A Hybrid Driving Decision-Making System Integrating Markov Logic Networks and Connectionist AI

Abstract

Connectionist artificial intelligence (AI) can power many critical tasks for connected and autonomous vehicles (CAVs). However, connectionist AI lacks interpretability and usually needs large amount of data for learning. A Markov logic network (MLN), which combines first-order logic (FOL) with statistical learning, learns weighted FOL formulas for inference. MLNs can incorporate domain expert knowledge in the form of FOL formulas to achieve data-efficient learning and transparent decision process. In this paper, we propose a hybrid driving decision-making system, which integrates a MLN module and a deep Q-network (DQN) for enhanced driving safety.

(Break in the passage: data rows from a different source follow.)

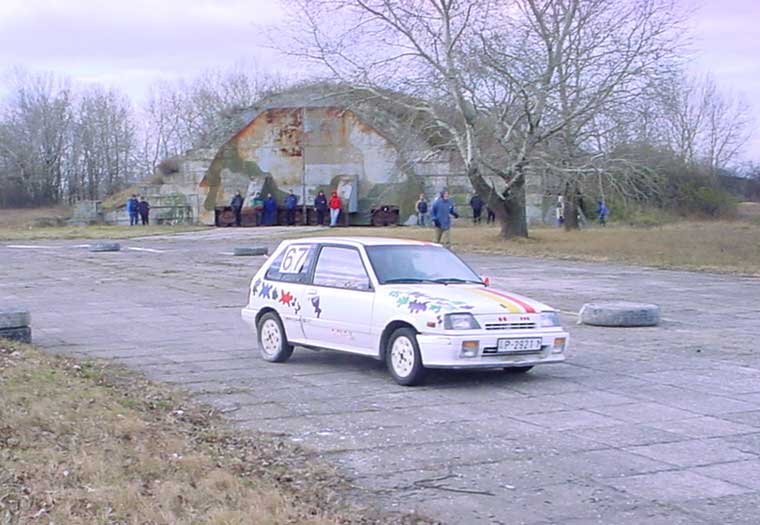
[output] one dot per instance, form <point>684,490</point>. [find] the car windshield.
<point>418,264</point>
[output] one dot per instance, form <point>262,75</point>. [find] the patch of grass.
<point>91,232</point>
<point>88,443</point>
<point>715,246</point>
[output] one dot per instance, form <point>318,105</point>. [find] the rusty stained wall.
<point>288,144</point>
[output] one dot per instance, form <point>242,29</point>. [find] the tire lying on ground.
<point>619,313</point>
<point>250,250</point>
<point>105,247</point>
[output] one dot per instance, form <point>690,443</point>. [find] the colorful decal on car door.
<point>417,302</point>
<point>511,304</point>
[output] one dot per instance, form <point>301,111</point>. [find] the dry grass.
<point>716,246</point>
<point>84,443</point>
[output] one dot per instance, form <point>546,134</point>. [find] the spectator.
<point>291,203</point>
<point>335,206</point>
<point>320,205</point>
<point>443,210</point>
<point>132,205</point>
<point>258,207</point>
<point>143,207</point>
<point>270,210</point>
<point>421,210</point>
<point>237,207</point>
<point>560,210</point>
<point>491,218</point>
<point>476,203</point>
<point>602,212</point>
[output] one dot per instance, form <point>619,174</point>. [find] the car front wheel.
<point>402,356</point>
<point>273,343</point>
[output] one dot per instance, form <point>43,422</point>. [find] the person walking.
<point>320,205</point>
<point>143,207</point>
<point>560,211</point>
<point>476,203</point>
<point>602,212</point>
<point>443,210</point>
<point>422,207</point>
<point>291,203</point>
<point>270,210</point>
<point>132,205</point>
<point>237,207</point>
<point>490,215</point>
<point>257,203</point>
<point>335,206</point>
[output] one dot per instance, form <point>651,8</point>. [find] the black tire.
<point>518,369</point>
<point>405,363</point>
<point>273,342</point>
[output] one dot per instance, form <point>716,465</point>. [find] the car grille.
<point>510,326</point>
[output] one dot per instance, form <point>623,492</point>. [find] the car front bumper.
<point>249,316</point>
<point>446,351</point>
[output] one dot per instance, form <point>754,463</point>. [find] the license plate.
<point>519,345</point>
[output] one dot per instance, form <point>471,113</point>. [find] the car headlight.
<point>549,319</point>
<point>460,322</point>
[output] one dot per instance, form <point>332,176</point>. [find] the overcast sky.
<point>131,43</point>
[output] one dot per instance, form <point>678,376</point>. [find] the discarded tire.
<point>619,313</point>
<point>245,251</point>
<point>14,324</point>
<point>105,247</point>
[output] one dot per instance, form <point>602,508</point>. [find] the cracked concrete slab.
<point>643,425</point>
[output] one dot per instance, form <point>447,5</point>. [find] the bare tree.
<point>503,79</point>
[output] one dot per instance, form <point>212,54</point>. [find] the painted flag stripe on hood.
<point>512,304</point>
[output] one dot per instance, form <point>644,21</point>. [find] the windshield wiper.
<point>456,280</point>
<point>407,280</point>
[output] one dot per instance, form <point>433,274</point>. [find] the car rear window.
<point>293,265</point>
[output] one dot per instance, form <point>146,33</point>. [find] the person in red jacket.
<point>335,206</point>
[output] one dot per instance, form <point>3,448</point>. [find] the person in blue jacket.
<point>270,211</point>
<point>443,210</point>
<point>291,203</point>
<point>132,205</point>
<point>602,212</point>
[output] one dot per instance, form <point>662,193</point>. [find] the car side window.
<point>293,265</point>
<point>341,268</point>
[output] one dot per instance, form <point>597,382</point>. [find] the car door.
<point>285,284</point>
<point>338,305</point>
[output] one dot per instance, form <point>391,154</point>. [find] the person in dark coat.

The MLN module evaluates the safety of ranked actions from DQN to reduce potential collisions. A collective MLN (Co-MLN) learning algorithm is proposed and it enables CAVs collectively learn a global MLN model for safe state transitions, given distributed small amount of noisy data. A hybrid DQN-MLN learning algorithm is also developed for CAVs to collectively learn to drive in new driving environments. Simulations performed using a highway driving simulator show that the proposed Co-MLN algorithm is highly data-efficient and the learned hybrid driving system can effectively reduce collisions. In addition, the learned MLN module provides transparency for safety-critical driving decisions.